The outermost layer of the skin is the epidermis lying above the thick dermal layer. The stratum germinati (sitting just above the dermis) continuously undergoes mitotic divisions and is responsible for producing the upper layers. As the cells are pushed toward the outside, they undergo a process of cornification, during which time the cell's cytoplasm is replaced by a fibrous protein (keratin) and the nucleus is extruded. This, of course, kills the cells, so that they are dead by the time they reach the outermost layer (stratum corneum). The stratum corneum is especially thick on the soles of the feet and toes and forms the bulk of the footpads of many mammals. Cells of the stratum corneum are continuously sloughed off and abraded away as they perform their protective function. A darkly stained stratum granulosum may be seen as a thin band between the stratum germinativum and corneum on some preparations. Sweat glands and collections of fat cells are also found in the skin.

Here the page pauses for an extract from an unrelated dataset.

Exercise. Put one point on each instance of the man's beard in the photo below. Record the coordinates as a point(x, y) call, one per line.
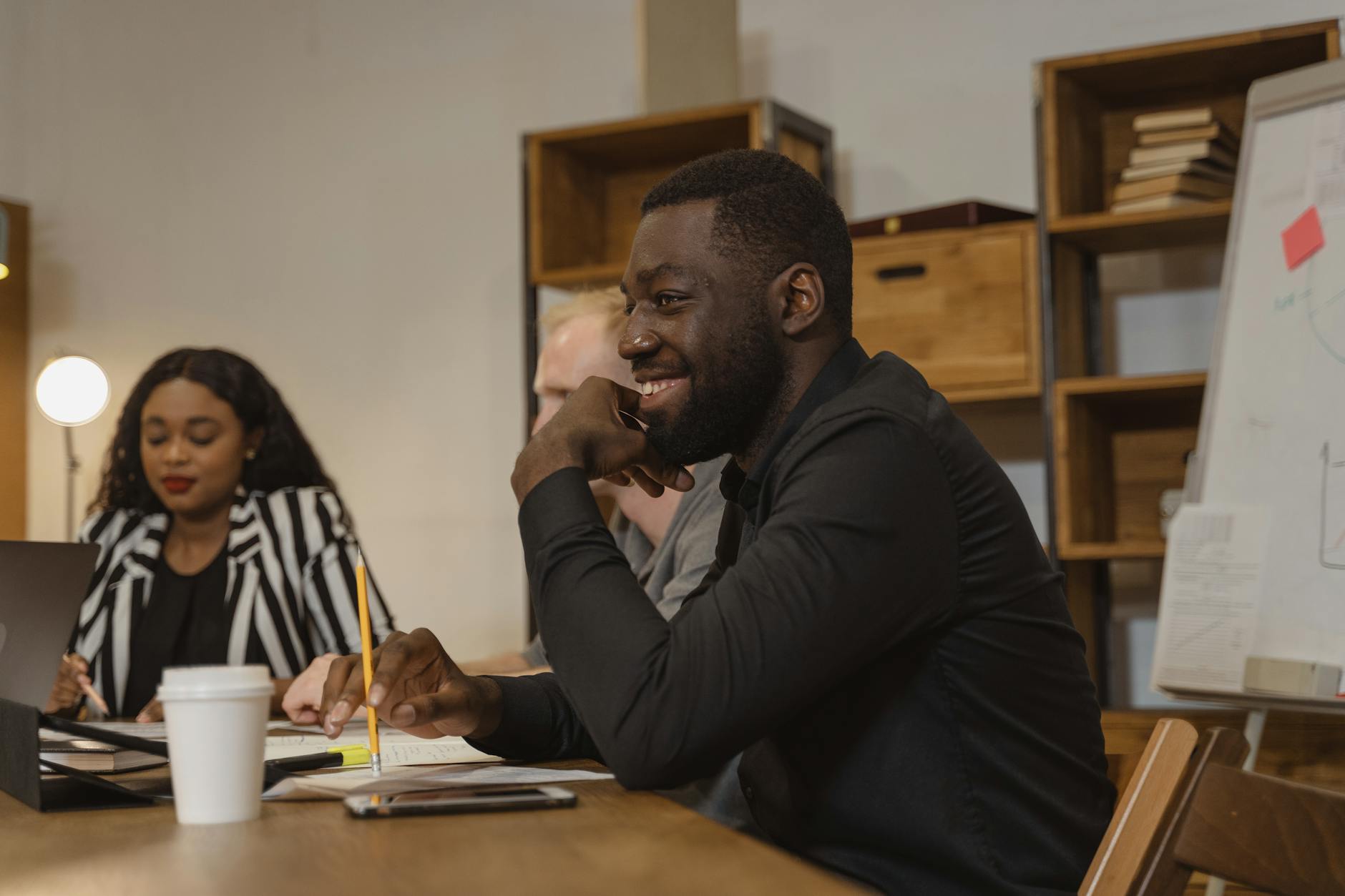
point(728, 398)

A sebaceous gland is associated with each hair (these produce oils to keep the hair and skin soft and pliable). An arrector pili muscle attaches to one side of the hair follicle. When these smooth muscles contract the hair is stood on end. This increases the thickness of the trapped air in the coat and provides additional insulation when temperatures fall. They are also responsible for goose bumps in humans. The main portion of the hair is composed of dead cornified cells. New hair cells are produced by hair papillae at the base of the follicle wall. Most hairs have a spongy inner medulla surounded by a dense cortex that contains the pigment. Cuticular scales cover the cortex. The scale pattern varies from species to species and can be used to identify mammalian species.
Most mammals have several types of hair. Long guard hairs often protect a dense inner coat of soft underhair. Many mammals also have tactile whiskers (vibrissae) on the snouts and patches of hairs modified to waft pheromones into the surrounding air. The stiff hairs on the "cheeks" of cats and the axillary and pubic hairs of humans are examples of these hair types.
Other Integument Derivatives. Claws or claws modified as nails or hooves are present in most mammals. Some also possess that they use for courtship and defense (sheep, cattle). Horns consist of an inner bony core surrounded by an epidermal layer that secretes an outer horny layer (no pun intended). Horns are usually permanent, do not branch, and are found in both sexes. Antlers, on the other hand, usually fall off after the mating season, usually branch, and are mostly seen on males. Antlers are bony outgrowths of the skull covered with a skin called velvet. When the antlers mature the velvet sloughs off or is scraped off by the animal. A third type of horn is composed of compressed hairlike keratin fibers (as in rhinos).